"Edna's case was really a pathetic one," the copy reads. "Like every woman, her primary ambition was to marry. ... As her birthdays crept gradually toward that tragic thirty mark, marriage seemed farther from her life than ever." Amping up the pitiful, Edna is in tears. Why, Edna, why? Halitosis, of course. And "even your closest friends won't tell you."
Thus, this 1925 Listerine ad catapulted "Often a bridesmaid but never a bride" into the American consciousness as a shorthand for the-last-girl-picked-for-anything, the one who craves the spotlight but never gets it.
Listerine was formulated in 1879, but it was decades later that the creator's son, Gerard Lambert, read the term "halitosis" in a medical journal and had his eureka moment.
Certainly, 1920s America was primed to worry about a new social scourge, however manufactured: Immigrants had brought smells from alien foods, and foreign germs and habits.
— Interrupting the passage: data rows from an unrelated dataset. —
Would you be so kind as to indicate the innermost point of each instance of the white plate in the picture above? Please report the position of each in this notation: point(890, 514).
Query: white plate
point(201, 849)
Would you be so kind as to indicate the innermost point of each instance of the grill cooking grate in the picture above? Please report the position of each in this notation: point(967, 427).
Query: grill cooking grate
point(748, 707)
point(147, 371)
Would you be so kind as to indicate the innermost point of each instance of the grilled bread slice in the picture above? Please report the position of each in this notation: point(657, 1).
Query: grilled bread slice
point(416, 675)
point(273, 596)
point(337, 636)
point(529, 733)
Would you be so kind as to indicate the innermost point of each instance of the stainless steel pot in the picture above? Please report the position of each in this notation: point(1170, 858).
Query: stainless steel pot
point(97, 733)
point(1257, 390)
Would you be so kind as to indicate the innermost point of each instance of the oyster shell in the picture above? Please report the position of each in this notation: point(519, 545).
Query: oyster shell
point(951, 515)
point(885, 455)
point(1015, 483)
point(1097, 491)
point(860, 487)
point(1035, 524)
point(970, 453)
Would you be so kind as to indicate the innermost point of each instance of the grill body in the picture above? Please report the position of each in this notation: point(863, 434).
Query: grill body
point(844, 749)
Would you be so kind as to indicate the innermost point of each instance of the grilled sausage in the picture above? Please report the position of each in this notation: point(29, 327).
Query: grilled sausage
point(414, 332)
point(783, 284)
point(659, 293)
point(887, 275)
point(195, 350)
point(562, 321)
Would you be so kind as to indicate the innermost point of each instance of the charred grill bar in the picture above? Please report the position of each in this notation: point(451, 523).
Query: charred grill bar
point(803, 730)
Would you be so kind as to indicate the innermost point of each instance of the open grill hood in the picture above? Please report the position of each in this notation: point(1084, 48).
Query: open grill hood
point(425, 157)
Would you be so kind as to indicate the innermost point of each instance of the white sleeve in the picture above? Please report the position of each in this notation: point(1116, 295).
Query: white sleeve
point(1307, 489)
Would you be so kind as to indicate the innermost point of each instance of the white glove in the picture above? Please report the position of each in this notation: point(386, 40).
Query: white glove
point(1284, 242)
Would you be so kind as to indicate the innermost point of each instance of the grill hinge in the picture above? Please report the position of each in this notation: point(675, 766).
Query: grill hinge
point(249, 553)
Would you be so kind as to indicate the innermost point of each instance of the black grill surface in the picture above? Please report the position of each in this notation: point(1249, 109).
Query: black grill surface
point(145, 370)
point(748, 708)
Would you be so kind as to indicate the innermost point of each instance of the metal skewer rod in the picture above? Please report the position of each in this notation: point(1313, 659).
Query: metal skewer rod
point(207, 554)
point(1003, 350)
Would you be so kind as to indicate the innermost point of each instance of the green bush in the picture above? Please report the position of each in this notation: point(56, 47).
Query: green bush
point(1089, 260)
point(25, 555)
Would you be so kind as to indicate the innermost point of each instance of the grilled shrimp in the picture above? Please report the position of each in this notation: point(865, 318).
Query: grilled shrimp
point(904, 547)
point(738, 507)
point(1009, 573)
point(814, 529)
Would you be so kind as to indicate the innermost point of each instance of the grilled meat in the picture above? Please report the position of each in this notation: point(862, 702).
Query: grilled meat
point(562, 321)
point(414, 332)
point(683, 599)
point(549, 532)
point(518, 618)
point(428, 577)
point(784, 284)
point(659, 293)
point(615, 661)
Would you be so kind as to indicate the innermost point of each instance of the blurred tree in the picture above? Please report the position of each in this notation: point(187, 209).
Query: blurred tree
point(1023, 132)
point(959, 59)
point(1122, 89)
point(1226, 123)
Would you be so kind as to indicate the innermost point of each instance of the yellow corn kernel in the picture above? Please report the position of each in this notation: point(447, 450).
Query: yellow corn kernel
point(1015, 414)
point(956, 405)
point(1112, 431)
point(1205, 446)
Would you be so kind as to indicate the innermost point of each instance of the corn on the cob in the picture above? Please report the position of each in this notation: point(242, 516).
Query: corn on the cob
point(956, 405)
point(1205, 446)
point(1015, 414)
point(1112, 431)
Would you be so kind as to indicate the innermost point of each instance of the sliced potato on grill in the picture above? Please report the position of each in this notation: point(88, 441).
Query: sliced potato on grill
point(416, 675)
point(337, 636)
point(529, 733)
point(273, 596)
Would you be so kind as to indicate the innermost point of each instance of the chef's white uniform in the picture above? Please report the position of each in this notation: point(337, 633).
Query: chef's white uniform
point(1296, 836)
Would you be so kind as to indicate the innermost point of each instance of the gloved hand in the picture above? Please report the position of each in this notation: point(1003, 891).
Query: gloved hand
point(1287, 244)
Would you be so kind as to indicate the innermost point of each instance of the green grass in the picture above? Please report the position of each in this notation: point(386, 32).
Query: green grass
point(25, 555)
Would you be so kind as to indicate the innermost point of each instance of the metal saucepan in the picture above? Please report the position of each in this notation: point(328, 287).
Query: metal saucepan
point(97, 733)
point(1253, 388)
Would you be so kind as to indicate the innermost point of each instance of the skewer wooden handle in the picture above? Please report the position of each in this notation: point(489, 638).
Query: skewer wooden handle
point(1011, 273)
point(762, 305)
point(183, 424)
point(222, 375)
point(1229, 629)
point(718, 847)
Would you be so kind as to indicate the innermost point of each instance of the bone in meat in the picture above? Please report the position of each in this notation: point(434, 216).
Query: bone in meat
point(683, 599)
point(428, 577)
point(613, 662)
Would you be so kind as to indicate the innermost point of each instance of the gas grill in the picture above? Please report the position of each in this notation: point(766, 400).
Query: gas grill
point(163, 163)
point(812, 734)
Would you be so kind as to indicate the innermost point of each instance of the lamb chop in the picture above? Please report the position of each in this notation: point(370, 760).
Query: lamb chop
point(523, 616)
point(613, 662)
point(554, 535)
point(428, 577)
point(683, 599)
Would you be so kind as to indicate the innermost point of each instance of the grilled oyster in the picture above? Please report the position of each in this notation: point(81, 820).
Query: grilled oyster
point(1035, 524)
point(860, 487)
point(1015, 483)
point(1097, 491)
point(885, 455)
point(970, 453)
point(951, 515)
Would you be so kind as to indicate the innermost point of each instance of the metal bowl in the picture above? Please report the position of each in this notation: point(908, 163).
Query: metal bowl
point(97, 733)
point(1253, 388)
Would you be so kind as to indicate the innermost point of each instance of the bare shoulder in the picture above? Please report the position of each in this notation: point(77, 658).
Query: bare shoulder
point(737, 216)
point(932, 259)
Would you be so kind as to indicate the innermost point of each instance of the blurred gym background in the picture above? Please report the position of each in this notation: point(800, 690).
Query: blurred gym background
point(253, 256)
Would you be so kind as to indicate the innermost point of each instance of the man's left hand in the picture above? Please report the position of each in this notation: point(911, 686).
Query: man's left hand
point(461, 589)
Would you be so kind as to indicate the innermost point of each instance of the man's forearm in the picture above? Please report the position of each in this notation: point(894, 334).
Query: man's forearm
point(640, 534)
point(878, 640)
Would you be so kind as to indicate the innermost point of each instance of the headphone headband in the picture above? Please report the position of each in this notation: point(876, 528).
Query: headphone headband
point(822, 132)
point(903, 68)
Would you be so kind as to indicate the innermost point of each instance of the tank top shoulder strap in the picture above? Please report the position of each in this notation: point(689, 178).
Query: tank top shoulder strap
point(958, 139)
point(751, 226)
Meanwhile, people began working and living in closer quarters. Indoor plumbing became widespread. Aided by advertisers, the American bathroom became a shrine to personal hygiene.
Bad breath became big business: According to the Listerine website, sales went from $115,000 a year in 1921 to $4 million a year by 1927. By the late 1920s, Listerine was the country's third-largest print advertiser.
Now a Johnson & Johnson product, Listerine is part of an "oral hygiene" category that has exploded into a $6 billion industry. Its most recent global campaign, begun in 2016, makes use of the line, "Bring Out the Bold." But today's ads will never have the same rocket power as the one lambasting poor Edna. Back then it was possible to believe that we could change our futures with a swish.